Categories
Linux Raspberry Pi

Solution to this week’s NPR puzzle using simple Linux commands

Intro
Every now and then the weekend puzzle is particularly amenable to partial solution by use of simple Linux commands. I suspected such was the case for this week’s, and I was right.

The challenge for this week
Take a seven letter word of one syllable, add the consecutive letters “it” somewhere in the middle to create a nine letter word of four syllables.

The Linux command-line method of solution
On a CentOS system there is a file with words, lots of words. It’s /usr/share/dict/linux.words:

$ cd /usr/share/dict; wc linux.words

479829  479829 4953699 linux.words

So, 479829 words! A lot of them are junk words however, but it has the real ones in there too. This file comes from the RPM package words-3.0-17.el6.noarch.

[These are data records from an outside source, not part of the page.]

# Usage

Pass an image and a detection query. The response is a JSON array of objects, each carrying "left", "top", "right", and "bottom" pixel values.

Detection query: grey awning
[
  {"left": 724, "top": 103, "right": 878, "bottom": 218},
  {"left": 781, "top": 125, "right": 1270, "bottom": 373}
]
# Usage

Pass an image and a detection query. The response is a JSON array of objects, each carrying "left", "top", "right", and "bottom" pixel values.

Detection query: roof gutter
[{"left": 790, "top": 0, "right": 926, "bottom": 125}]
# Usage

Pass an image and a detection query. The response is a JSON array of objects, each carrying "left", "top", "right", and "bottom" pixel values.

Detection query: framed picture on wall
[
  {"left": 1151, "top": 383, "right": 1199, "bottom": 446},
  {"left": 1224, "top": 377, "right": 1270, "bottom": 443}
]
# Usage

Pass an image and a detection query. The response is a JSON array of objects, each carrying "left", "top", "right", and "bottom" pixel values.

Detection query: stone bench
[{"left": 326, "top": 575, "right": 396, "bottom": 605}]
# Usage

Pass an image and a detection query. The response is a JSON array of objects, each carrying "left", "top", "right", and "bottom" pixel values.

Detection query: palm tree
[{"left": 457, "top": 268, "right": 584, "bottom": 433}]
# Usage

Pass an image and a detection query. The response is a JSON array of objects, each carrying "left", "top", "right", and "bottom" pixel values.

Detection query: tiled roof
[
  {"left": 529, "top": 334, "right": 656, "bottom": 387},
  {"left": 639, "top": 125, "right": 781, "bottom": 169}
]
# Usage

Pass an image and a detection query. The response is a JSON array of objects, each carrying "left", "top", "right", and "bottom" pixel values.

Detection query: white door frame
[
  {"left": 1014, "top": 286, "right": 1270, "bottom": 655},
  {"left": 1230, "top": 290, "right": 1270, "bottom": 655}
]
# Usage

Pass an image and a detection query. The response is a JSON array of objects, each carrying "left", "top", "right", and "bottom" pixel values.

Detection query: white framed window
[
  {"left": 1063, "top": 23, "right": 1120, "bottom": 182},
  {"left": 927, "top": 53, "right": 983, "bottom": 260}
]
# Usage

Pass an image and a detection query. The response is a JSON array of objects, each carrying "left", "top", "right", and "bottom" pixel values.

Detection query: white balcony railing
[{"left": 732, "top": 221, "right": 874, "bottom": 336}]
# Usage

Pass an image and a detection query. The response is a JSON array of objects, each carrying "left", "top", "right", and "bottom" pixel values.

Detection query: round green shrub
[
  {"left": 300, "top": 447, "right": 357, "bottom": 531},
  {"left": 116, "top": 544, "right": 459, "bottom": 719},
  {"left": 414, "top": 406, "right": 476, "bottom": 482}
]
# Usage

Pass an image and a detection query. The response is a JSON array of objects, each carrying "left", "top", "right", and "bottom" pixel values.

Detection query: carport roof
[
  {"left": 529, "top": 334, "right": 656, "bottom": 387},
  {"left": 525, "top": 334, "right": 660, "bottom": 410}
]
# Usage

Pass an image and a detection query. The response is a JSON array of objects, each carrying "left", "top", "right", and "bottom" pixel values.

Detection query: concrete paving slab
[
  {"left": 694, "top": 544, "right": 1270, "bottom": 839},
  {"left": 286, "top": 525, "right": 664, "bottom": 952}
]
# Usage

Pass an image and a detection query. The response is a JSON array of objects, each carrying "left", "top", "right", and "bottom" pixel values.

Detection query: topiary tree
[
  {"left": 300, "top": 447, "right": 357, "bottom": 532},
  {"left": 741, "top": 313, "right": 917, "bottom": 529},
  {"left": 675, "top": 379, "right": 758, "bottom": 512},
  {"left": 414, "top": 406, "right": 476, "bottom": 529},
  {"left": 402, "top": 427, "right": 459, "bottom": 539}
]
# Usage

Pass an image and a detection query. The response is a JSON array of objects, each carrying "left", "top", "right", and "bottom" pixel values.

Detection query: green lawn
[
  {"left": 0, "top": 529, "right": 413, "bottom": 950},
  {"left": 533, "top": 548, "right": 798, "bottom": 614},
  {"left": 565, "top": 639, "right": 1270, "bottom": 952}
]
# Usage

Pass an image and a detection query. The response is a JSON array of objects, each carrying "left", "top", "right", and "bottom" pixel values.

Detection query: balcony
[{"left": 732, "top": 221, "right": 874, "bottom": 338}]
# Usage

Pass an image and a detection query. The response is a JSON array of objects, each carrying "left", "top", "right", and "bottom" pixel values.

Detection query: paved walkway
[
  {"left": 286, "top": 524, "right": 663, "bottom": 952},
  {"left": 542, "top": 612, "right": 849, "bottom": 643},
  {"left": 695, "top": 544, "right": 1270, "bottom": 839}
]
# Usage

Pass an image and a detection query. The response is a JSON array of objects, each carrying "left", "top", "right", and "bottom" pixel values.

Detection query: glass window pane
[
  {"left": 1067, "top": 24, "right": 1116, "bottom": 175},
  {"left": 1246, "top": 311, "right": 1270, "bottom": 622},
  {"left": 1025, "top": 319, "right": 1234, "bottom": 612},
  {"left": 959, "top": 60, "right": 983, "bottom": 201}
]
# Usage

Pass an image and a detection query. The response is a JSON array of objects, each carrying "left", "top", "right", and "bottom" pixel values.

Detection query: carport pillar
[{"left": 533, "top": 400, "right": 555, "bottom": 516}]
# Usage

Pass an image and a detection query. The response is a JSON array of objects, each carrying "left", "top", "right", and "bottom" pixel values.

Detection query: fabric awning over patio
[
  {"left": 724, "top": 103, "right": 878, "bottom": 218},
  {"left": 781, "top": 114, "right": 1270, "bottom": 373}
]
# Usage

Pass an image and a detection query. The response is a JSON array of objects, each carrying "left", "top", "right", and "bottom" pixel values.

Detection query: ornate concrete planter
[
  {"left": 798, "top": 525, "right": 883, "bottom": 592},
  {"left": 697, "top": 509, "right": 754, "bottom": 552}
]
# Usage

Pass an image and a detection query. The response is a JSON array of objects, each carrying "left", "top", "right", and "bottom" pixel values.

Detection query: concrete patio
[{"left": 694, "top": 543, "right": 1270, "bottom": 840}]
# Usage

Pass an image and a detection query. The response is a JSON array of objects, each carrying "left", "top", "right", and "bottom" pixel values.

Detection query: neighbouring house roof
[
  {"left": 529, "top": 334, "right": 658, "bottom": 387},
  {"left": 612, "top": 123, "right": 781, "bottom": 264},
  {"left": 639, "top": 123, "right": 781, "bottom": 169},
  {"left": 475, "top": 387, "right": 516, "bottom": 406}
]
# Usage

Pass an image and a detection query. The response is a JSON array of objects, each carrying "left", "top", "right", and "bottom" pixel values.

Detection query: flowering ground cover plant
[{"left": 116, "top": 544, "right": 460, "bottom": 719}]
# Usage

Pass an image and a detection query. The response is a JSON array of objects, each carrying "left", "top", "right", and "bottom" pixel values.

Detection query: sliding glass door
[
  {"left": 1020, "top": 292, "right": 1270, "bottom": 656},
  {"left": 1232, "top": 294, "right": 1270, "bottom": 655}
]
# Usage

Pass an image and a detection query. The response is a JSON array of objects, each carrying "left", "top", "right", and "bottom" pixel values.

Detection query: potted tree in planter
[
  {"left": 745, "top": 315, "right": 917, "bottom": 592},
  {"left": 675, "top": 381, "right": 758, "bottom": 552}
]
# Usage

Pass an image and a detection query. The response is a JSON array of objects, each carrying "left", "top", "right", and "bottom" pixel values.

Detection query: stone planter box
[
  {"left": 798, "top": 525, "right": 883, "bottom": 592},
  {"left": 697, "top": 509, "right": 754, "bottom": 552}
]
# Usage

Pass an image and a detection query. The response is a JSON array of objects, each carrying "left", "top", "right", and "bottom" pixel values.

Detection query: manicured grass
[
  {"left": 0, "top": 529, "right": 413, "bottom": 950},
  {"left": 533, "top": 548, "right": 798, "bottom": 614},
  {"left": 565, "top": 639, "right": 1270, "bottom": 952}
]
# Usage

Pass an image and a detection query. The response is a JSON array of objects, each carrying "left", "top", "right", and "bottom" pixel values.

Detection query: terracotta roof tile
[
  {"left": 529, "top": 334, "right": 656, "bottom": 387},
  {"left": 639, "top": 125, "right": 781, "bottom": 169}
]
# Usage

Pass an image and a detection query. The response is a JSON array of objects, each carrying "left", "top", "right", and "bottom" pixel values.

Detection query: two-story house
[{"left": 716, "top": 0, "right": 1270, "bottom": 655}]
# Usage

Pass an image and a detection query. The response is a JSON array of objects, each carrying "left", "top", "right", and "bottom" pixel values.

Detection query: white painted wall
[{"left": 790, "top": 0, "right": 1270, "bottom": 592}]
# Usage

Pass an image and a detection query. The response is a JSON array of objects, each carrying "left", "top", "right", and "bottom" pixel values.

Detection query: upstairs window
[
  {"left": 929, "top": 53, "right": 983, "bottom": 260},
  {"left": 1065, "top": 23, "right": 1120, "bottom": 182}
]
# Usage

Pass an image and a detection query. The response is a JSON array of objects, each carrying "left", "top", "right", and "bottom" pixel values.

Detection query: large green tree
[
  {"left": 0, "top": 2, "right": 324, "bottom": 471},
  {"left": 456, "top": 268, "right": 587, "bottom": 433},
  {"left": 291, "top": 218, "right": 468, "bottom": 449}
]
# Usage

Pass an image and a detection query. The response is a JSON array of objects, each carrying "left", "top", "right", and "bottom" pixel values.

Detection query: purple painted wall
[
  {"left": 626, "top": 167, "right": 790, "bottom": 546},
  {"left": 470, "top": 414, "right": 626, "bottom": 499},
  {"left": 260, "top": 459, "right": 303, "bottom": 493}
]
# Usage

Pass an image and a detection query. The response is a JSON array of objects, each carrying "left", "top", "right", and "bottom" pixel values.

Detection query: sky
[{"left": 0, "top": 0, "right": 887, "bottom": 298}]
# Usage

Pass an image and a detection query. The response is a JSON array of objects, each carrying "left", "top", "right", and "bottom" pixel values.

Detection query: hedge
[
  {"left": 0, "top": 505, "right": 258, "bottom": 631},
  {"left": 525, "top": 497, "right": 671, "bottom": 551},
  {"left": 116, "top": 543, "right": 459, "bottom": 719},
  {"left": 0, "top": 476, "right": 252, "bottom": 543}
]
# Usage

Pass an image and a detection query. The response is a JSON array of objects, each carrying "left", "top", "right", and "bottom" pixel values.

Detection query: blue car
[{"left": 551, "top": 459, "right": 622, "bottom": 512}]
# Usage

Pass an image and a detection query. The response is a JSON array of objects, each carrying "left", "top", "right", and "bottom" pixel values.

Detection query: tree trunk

So here’s a sort of stream-of-consciousness of a Unix person solving the puzzle without doing too much work or too much thinking:

How many seven-letter words are there? First what’s an expression that can answer that? I think this is it but let’s check:

$ egrep '^[a‐z]{7}$' linux.words|more

aaronic
aarrghh
abacate
abacaxi
abacist
abactor
abaculi
abaddon
abadejo
abaised
abaiser
abaisse
abalone
abandon
abandum
abasers
abashed
abashes
abasias
abasing
abatage
abaters
abating
abators
abattis
abattue
abature
abaxial
...

OK, that egrep expresison is right. So the seven-letter word count is then:

$ egrep '^[a‐z]{7}$' linux.words|wc ‐l

40230

That’s a lot – too many to eyeball. OK, so how many nine-letter words are there?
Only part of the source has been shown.